Her ensembles have included drummers Billy Drummond, her former husband, Lewis Nash, and Bill Stewart; saxophonists Walt Weiskopf and Rich Perry; vibraphonist Steve Nelson; and bassist Peter Washington. She has maintained frequent collaborations with vibraphonist Bobby Hutcherson and remains an original member of the SF Jazz Collective octet. Later recordings include the 2005 trio date A Time for Love with drummer Nash and bassist Washington on the Japanese Video Arts label; the same pair supported her on the 2008 Joe Henderson tribute Black Narcissus for Pony Canyon. Double Portrait, a piano-duo album with her husband Bill Charlap, appeared on Blue Note in 2010, while Manhattan Rain, also issued that year on Pony Canyon, presented settings ranging from trio to quintet.
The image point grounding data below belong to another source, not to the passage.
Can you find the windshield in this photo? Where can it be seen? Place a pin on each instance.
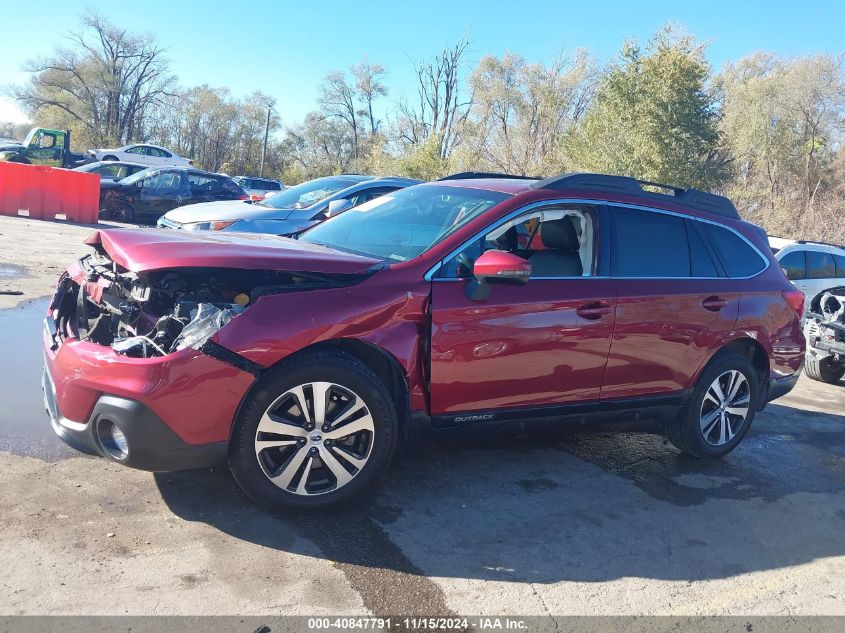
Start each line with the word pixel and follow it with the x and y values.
pixel 403 224
pixel 308 193
pixel 138 175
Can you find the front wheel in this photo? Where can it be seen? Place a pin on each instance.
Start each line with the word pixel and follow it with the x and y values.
pixel 823 369
pixel 720 411
pixel 316 432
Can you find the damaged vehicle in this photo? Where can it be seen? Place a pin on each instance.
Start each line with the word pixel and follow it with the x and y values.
pixel 824 329
pixel 471 301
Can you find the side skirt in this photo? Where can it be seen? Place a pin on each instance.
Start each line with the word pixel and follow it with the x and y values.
pixel 619 411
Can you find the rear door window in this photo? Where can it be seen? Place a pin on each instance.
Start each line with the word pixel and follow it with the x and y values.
pixel 739 258
pixel 647 244
pixel 794 264
pixel 820 265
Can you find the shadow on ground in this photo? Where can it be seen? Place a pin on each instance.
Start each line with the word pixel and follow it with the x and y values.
pixel 554 504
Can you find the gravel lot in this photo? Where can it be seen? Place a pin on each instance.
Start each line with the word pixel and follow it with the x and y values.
pixel 552 521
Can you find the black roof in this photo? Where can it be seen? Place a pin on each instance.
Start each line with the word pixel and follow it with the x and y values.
pixel 604 183
pixel 690 198
pixel 469 175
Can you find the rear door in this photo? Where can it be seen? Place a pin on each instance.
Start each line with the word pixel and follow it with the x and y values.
pixel 538 344
pixel 674 302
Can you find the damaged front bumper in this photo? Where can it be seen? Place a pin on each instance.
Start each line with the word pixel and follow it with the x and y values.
pixel 824 327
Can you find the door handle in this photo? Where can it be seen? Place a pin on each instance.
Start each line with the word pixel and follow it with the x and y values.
pixel 714 304
pixel 593 310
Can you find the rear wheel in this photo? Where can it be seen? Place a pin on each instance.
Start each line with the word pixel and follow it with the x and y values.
pixel 316 432
pixel 823 369
pixel 122 213
pixel 720 411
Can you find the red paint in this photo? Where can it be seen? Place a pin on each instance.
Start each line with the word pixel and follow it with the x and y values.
pixel 140 250
pixel 526 345
pixel 540 343
pixel 501 265
pixel 195 394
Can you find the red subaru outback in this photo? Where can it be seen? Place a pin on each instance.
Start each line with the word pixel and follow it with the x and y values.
pixel 477 298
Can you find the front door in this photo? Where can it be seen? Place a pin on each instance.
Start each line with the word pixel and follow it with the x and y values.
pixel 541 343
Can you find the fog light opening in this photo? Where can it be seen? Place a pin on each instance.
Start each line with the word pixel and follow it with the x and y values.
pixel 112 440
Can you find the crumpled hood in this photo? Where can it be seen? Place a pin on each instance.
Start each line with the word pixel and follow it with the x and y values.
pixel 225 210
pixel 139 250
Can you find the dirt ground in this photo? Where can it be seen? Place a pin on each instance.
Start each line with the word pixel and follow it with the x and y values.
pixel 555 521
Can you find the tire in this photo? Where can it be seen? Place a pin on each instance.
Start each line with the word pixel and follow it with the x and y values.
pixel 312 466
pixel 823 369
pixel 701 430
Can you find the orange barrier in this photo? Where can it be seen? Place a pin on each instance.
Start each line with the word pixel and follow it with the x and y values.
pixel 46 192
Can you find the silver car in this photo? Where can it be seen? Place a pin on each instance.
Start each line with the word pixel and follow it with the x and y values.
pixel 812 266
pixel 290 211
pixel 258 188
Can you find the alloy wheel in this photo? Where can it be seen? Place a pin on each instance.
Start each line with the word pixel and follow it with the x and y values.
pixel 725 407
pixel 314 438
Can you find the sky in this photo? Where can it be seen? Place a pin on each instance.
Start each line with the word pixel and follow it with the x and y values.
pixel 285 48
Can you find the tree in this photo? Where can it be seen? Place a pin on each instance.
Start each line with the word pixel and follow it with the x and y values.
pixel 653 117
pixel 104 84
pixel 439 110
pixel 522 111
pixel 369 86
pixel 782 122
pixel 337 99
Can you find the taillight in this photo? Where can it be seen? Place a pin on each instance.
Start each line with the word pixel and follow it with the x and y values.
pixel 795 299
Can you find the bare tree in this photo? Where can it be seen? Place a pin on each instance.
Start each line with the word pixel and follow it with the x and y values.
pixel 337 99
pixel 369 86
pixel 106 81
pixel 521 111
pixel 439 110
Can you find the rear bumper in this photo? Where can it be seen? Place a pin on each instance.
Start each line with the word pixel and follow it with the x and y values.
pixel 151 443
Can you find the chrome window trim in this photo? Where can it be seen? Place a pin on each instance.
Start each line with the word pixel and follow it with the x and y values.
pixel 429 275
pixel 697 219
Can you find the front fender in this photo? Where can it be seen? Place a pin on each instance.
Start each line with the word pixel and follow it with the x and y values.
pixel 389 316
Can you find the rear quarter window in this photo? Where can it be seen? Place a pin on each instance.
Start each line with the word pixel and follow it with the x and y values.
pixel 820 265
pixel 739 258
pixel 793 263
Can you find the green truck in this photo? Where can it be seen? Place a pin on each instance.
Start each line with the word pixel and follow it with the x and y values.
pixel 43 146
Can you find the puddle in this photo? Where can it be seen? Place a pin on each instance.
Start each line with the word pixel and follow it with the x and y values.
pixel 24 426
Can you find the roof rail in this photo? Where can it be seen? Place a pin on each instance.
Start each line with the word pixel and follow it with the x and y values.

In subsequent years she contributed to sessions by Michael Dease, Renée Fleming, Jimmy Greene, and Tony Bennett. Written in the Rocks, her first album devoted entirely to original compositions inspired by the coastal landscape of her native British Columbia, arrived in 2016 and earned the Juno Award for Jazz Album of the Year: Solo. Beloved of the Sky, a live recording made at New York’s Smoke Club, followed in 2018 with her quintet featuring saxophonist Chris Potter, vibraphonist Steve Nelson, bassist Peter Washington, and drummer Lenny White. ARTEMIS, the 2020 debut from the jazz supergroup of the same name, placed Rosnes at the helm alongside clarinetist Anat Cohen, tenor saxophonist Melissa Aldana, trumpeter Ingrid Jensen, bassist Noriko Ueda, drummer Allison Miller, and vocalist Cécile McLorin Salvant. The next year she returned to small-group work with the Smoke Sessions album Kinds of Love, which featured saxophonist Chris Potter, bassist Christian McBride, drummer Carl Allen, and percussionist Rogério Boccato.